The Hon. Seamus O’Regan, Minister of Natural Resources
- The Lower Churchill Projects are a set of hydroelectric generation and transmission projects that includes the Muskrat Falls Generating Station on the Churchill River in Labrador, the Labrador Transmission Assets, the Labrador–Island Link that connects to the island of Newfoundland, and the Maritime Link that connects to Nova Scotia.
- These projects will benefit Atlantic Canada’s regional electricity market and reduce greenhouse gas emissions.
- Since the announcement of the Lower Churchill Projects in 2010, the Government of Canada has guaranteed a total of $7.9 billion in debt related to the projects for the benefit of Newfoundland and Labrador.
- While the Lower Churchill Projects remain under provincial jurisdiction and the province has responsibility to ensure they are delivered economically, the Government of Canada’s goal remains to ensure the successful completion of these projects and maintain their financial sustainability.
- In the recent Fall Economic Statement, the Government of Canada committed $25 million for strategic interties to help complete engineering assessments, community engagement, and environmental and regulatory studies. This will support work with the provinces and territories, and regional partners, to bring clean power to more Canadians, accelerate the country’s transition away from coal, and help build new electricity transmission infrastructure.

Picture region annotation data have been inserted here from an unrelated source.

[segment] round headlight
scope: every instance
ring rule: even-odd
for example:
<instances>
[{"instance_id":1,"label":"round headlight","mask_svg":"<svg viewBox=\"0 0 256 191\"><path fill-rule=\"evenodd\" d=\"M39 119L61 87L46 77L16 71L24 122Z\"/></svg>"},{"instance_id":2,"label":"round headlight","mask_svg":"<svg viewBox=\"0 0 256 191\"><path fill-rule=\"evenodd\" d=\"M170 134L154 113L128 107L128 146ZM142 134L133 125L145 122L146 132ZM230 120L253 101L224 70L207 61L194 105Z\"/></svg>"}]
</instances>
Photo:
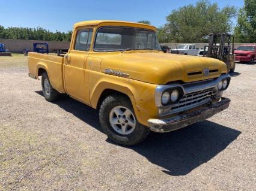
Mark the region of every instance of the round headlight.
<instances>
[{"instance_id":1,"label":"round headlight","mask_svg":"<svg viewBox=\"0 0 256 191\"><path fill-rule=\"evenodd\" d=\"M171 94L171 100L172 102L175 102L178 99L178 90L173 90Z\"/></svg>"},{"instance_id":2,"label":"round headlight","mask_svg":"<svg viewBox=\"0 0 256 191\"><path fill-rule=\"evenodd\" d=\"M168 92L165 92L162 95L161 101L163 105L167 104L170 101L170 93Z\"/></svg>"},{"instance_id":3,"label":"round headlight","mask_svg":"<svg viewBox=\"0 0 256 191\"><path fill-rule=\"evenodd\" d=\"M223 86L223 82L222 81L220 81L219 83L218 84L218 89L219 89L219 90L222 89L222 86Z\"/></svg>"},{"instance_id":4,"label":"round headlight","mask_svg":"<svg viewBox=\"0 0 256 191\"><path fill-rule=\"evenodd\" d=\"M223 88L225 89L227 85L228 85L228 80L227 80L227 79L224 80L224 81L223 81L223 84L222 84Z\"/></svg>"}]
</instances>

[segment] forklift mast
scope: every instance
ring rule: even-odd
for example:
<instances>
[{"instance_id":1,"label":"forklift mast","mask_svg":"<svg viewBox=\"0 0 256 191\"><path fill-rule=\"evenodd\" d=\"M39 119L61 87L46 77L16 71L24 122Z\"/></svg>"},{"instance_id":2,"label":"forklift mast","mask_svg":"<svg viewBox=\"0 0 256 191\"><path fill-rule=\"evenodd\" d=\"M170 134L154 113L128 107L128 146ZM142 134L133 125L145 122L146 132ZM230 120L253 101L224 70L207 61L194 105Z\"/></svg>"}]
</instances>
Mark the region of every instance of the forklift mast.
<instances>
[{"instance_id":1,"label":"forklift mast","mask_svg":"<svg viewBox=\"0 0 256 191\"><path fill-rule=\"evenodd\" d=\"M232 40L232 47L230 43ZM224 62L230 68L234 57L234 37L229 34L211 34L209 44L204 47L204 57L215 58Z\"/></svg>"}]
</instances>

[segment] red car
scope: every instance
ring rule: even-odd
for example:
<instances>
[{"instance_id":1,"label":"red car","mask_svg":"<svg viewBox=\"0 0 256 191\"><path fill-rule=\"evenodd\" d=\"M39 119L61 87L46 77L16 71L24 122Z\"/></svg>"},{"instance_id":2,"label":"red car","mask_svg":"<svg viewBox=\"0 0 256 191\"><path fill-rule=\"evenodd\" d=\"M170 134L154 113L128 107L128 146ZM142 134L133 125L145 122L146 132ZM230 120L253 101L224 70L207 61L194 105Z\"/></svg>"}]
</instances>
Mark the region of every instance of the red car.
<instances>
[{"instance_id":1,"label":"red car","mask_svg":"<svg viewBox=\"0 0 256 191\"><path fill-rule=\"evenodd\" d=\"M256 59L256 44L240 45L234 51L236 60L252 63Z\"/></svg>"}]
</instances>

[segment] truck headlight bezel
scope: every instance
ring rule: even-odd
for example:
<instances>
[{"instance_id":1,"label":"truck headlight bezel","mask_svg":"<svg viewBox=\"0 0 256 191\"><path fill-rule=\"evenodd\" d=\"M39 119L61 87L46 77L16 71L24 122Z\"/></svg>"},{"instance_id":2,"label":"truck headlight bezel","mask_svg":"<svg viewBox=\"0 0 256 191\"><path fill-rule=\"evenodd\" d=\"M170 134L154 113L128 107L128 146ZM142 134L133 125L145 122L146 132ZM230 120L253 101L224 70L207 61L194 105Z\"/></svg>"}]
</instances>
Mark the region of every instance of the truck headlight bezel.
<instances>
[{"instance_id":1,"label":"truck headlight bezel","mask_svg":"<svg viewBox=\"0 0 256 191\"><path fill-rule=\"evenodd\" d=\"M168 92L168 93L166 93ZM167 93L169 95L169 101L166 103L163 102L162 101L162 96L166 96ZM174 95L176 94L176 95ZM177 94L178 94L177 95ZM178 101L181 99L182 96L183 96L184 92L181 87L174 87L171 88L167 89L165 90L164 92L161 95L161 104L163 106L168 106L170 105L171 104L176 104L178 102ZM172 95L172 97L174 96L176 96L177 98L175 99L174 100L171 99L171 96Z\"/></svg>"},{"instance_id":2,"label":"truck headlight bezel","mask_svg":"<svg viewBox=\"0 0 256 191\"><path fill-rule=\"evenodd\" d=\"M230 77L225 78L220 80L217 84L217 88L219 91L227 90L230 83Z\"/></svg>"}]
</instances>

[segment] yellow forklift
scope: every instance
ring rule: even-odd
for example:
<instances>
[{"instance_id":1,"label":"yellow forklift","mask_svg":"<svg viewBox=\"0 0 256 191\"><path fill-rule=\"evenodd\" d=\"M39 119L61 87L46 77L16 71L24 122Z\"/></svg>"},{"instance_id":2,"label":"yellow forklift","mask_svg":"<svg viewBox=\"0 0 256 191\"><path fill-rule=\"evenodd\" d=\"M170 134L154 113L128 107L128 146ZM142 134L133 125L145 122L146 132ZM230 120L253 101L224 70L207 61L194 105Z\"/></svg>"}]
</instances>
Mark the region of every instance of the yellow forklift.
<instances>
[{"instance_id":1,"label":"yellow forklift","mask_svg":"<svg viewBox=\"0 0 256 191\"><path fill-rule=\"evenodd\" d=\"M230 46L231 43L232 47ZM226 33L210 34L209 44L204 47L203 56L215 58L224 62L228 71L234 72L236 68L234 36Z\"/></svg>"}]
</instances>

- Canada Infrastructure Bank’s (CIB) Growth Plan includes $2.5 billion for clean power. The CIB is currently working in collaboration with provincial and regional partners to connect Canadians to clean electricity across Canada through the Atlantic Loop and other regional projects.
- Building on a long history of collaboration, the Government of Canada and the Atlantic provinces agreed to develop a Clean Power Roadmap for Atlantic Canada in March 2019. The roadmap, to be released in 2021, will outline a collective vision for how jurisdictions will collaborate with regional partners over the coming decades to build a clean power network across Atlantic Canada.
- The areas of focus when identifying opportunities to support the Atlantic Loop and electrification efforts in Newfoundland and Labrador will include:
- Strengthening regional electricity trade through enhancing transmission opportunities.
- Increasing energy efficiency, energy storage, and the availability of clean power, and reducing emissions through electrification of the economy.
- Modernizing the province’s electric vehicle and zero-emission transportation fuel infrastructure.
- Identifying additional renewable electricity generation opportunities, such as hydro, wind, and solar power development.
- As Senior Executive Advisor, Serge Dupont will work with the Government of Newfoundland and Labrador and its lead negotiator Brendan Paddick on the financial restructuring of the Lower Churchill Projects, as well as with the governments of New Brunswick, Nova Scotia, Prince Edward Island, and Quebec on broader electrification projects.